THE BLOG
09/12/2013 11:02 am ET Updated Nov 12, 2013

The Ten Commandments of Talking to Friends in Mourning

Recently, there was a tragic death in my community. A beloved man went on a morning bike ride with his wife and didn't come back.

The pain of the tragedy was deep and pervasive throughout the community: He was young, healthy, and active; he had a vibrant marriage, a strong relationship with his son, close connection with his extended family, many friends, immense professional success, and profound philanthropic achievement. His family is highly involved in the synagogue, especially his parents who, to compound the horror of having to bury a son, lost another of their sons many years earlier.

Several hundred people attended the funeral. At the shivah minyan (a service held at the house of a mourner on each of seven nights following burial), there was literally no room to move. The loss hit many people extremely hard, and all the more so the utterly devastated family.

In the days that followed, many people asked me what they could or should say to the bereaved, their friends, who were in so much pain. What follows is the guidance I offered, refashioned here into "Ten Commandments."

Of course, "Commandment" is a bit misleading. These are not the only rules, and you might discover good rules to supplement this list. You might also find that pieces of this list do not work for you. I hope you'll share your thoughts for additions or subtractions in the comments.
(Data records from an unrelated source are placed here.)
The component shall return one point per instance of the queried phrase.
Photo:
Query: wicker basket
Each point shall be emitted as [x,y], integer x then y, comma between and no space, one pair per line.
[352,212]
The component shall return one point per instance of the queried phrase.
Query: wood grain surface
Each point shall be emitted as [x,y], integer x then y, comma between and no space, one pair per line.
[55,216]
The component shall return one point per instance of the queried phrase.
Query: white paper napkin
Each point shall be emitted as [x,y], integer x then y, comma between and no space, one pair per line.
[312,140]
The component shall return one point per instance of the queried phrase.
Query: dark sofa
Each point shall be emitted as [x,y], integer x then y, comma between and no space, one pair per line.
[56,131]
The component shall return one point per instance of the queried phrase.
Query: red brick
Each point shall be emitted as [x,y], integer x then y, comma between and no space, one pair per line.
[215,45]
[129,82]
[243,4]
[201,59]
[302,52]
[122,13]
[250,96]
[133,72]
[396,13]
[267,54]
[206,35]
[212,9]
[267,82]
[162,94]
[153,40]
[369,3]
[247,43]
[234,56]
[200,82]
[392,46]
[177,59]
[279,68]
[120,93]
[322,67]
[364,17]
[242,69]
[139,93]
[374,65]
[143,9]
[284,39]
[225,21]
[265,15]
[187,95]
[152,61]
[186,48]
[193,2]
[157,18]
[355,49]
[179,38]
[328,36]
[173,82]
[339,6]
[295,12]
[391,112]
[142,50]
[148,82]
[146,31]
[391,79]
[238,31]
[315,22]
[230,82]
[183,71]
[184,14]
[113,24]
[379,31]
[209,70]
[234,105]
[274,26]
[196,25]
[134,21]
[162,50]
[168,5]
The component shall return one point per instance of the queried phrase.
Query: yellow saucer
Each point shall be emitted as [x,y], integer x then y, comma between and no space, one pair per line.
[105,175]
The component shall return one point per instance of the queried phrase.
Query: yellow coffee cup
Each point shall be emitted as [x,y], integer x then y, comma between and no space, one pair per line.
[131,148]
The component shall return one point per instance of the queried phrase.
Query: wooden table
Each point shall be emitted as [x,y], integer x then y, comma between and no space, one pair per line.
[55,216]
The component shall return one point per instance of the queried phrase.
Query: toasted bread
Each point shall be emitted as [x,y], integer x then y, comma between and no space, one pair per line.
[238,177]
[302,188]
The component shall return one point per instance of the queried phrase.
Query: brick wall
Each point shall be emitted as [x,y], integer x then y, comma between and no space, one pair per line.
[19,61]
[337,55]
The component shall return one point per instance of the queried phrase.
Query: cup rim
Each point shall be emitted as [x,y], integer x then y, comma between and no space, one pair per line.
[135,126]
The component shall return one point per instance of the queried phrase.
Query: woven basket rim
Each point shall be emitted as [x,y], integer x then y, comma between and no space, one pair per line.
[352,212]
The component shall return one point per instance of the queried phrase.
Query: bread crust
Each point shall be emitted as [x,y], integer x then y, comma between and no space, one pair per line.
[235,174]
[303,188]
Like the biblical Decalogue, this list consists of five directives and five prohibitions. Many are mirror images of each other (for example, number 1 is essentially the antidote for numbers 8-10). Some of this wisdom is derived from the Jewish tradition and other sources. And some is borne of my experience as a rabbi, both from things I have found effective, and, more often, from mistakes I have made. My "Ten Commandments of Talking to Friends in Mourning" are:

  1. Speak from the heart and be honest.
  2. Share memories of the deceased. If you didn't know the deceased (well), ask the bereaved if he or she would be up for sharing some stories so you can get to know their loved one through their memories.
  3. Say how you feel about the deceased (if you knew him or her), about the bereaved, about yourself (if you knew the deceased and are going through a process of mourning the loss yourself).
  4. Give a lot of hugs and a lot of kisses, and be liberal with your expressions of love. As Bruce Feiler writes, "When all else fails, simple, direct emotion is the most powerful gift you can give a loved one going through pain. It doesn't need to be ornamented. It just needs to be real." The Talmud (B'rakhot 5b) echoes this wisdom, offering a series of stories about suffering individuals. In each story, a friend physically reaches out and holds the person suffering without once being asked for help. The message is that unsolicited and unambiguous demonstrations of love are often the best things one can do for another in pain.
  5. Make 'em laugh. Mourners, especially those who have experienced extraordinarily tragic losses, say to me all the time that humor is a profound help in getting through difficult times. Tell jokes and funny stories, especially if they are funny stories about the deceased. Of course, as with all attempts at humor, timing is everything.
  6. Don't say too much. As the old adage goes, "It is better to remain silent at the risk of being thought a fool, than to talk and remove all doubt of it." Or, as Rabban Shimon ben Gamaliel says in the Mishnah (Avot 1:17), "I grew up my whole life among the Sages, and I found nothing better for the body than silence... anyone who increases words increases sin." The more you say, the more opportunity you have to say the "wrong" thing, and the more likely you will be to inflict more harm than comfort with your words. This was perhaps the wisest advice I ever received from a senior colleague. He said, in moments of grief, "say as little as possible. An understanding look and a hug speaks volumes."
  7. Don't give advice. Even if you are asked for advice, give it only sparingly, if you have tried it yourself, if it worked for you, and always with the caveat "This worked for me, and may not work for you..."
  8. Don't offer empty optimism (i.e., "Time heals all wounds," or "It'll get better").
  9. Don't compare pain. What you mean as an expression of empathy can come off as dismissive of the reality of others' pain. The last thing people want or need when they are mourning a loss is a tzuris competition.
  10. Avoid, at all cost, theological or religious platitudes and clichés (i.e., "He's in a better place," "God never gives us more than we can handle," or "Everything happens for a reason"). Even if you believe a particular theological argument, the moment calls for a friend, not a defender of God.

Finally, I think in this case, as in many instances, there is really only one commandment, uttered by Hillel in the Babylonian Talmud (Shabbat 31a), "What is hateful to you, do not do to your friend. That is the whole Torah. The rest is commentary. Go and learn."